Secondary programs expect no changes to admissions requirements
While secondary admissions programs at Grand Valley State University have seen fluctuating enrollment numbers over the past few years, there are few plans to change admissions requirements to attract—or exclude—more applicants.
One school that has secondary admissions is the Kirkhof College of Nursing. According to the GVSU Institutional Analysis, the college has seen a decrease in enrollment of about 32 percent since 2009.
Elaine Van Doren, associate dean for undergraduate programs, said this fact may be misleading. Van Doren explained that in 2012, the nursing program shifted to a new curriculum that eliminated the spring/summer semester. The enrollment trend reflects this shift, Van Doren said, because that semester is a time with fewer nursing students. She said the numbers will go back up after the spring/summer semester.

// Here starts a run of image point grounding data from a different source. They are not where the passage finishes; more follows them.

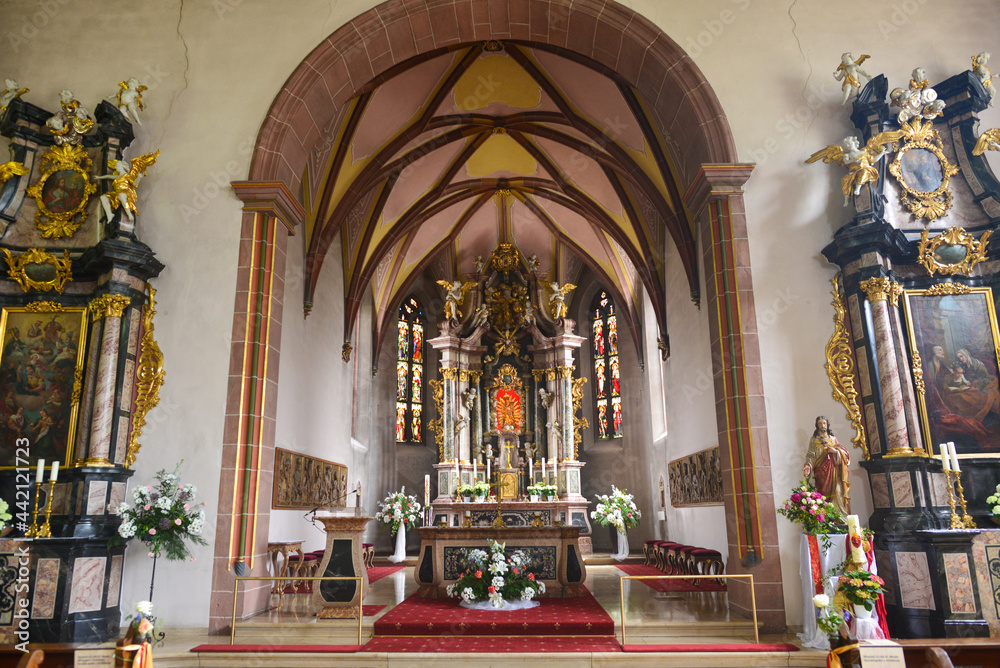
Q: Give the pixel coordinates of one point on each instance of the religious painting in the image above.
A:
(696, 480)
(304, 482)
(41, 367)
(954, 341)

“Nationally, the need for nurses will remain stable or increase,” Van Doren said. “There is a continuous need for nurses with bachelor’s degrees.”

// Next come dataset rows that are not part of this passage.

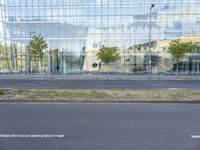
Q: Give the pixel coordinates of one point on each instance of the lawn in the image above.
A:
(101, 95)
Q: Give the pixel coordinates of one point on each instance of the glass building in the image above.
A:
(75, 30)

She added that only 80 students each fall and winter semester get accepted into the traditional program. Forty students are accepted to the second degree program in the spring/summer semester, and 20 to 30 are accepted into the RN/BSN program.
The nursing program remains competitive due to the large number of students who apply each semester. Van Doren added that for students to be admitted, they need to have a high score in four areas: GPA, prerequisites, interview and a Laker score, which is based on the number of credits taken at GVSU prior to applying for the program.

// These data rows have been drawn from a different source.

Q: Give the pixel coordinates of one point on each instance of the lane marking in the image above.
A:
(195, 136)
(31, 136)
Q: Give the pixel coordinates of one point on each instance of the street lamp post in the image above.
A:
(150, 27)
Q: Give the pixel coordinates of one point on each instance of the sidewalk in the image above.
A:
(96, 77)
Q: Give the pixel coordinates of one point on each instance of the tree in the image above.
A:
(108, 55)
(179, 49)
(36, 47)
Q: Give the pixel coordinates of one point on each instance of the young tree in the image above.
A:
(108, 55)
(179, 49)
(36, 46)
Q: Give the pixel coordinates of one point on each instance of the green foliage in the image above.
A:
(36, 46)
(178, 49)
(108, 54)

“It depends on what the pool of students looks like that semester,” Van Doren said. “Advisers work with students to help them determine where they might fall in the admission process.”
Anna Berglund is a pre-nursing student at GVSU. Although she is only a sophomore, Berglund said she is finishing her prerequisite courses and just applied to the program in September.
“It’s the most competitive major pretty much anywhere,” Berglund said. “You can, in theory, apply as many times as you want, but you want to have a back-up plan in case it takes a while to get in.”
Berglund said a good back-up plan is to add another major or minor. If she does not get in this semester, she plans to take Allied Health Sciences classes until she can re-apply for the college next semester.
Another popular secondary admission program at GVSU is the College of Education. According to the GVSU Institutional Analysis website, the COE has seen an increase in enrollment of more than 287 percent in the last four years.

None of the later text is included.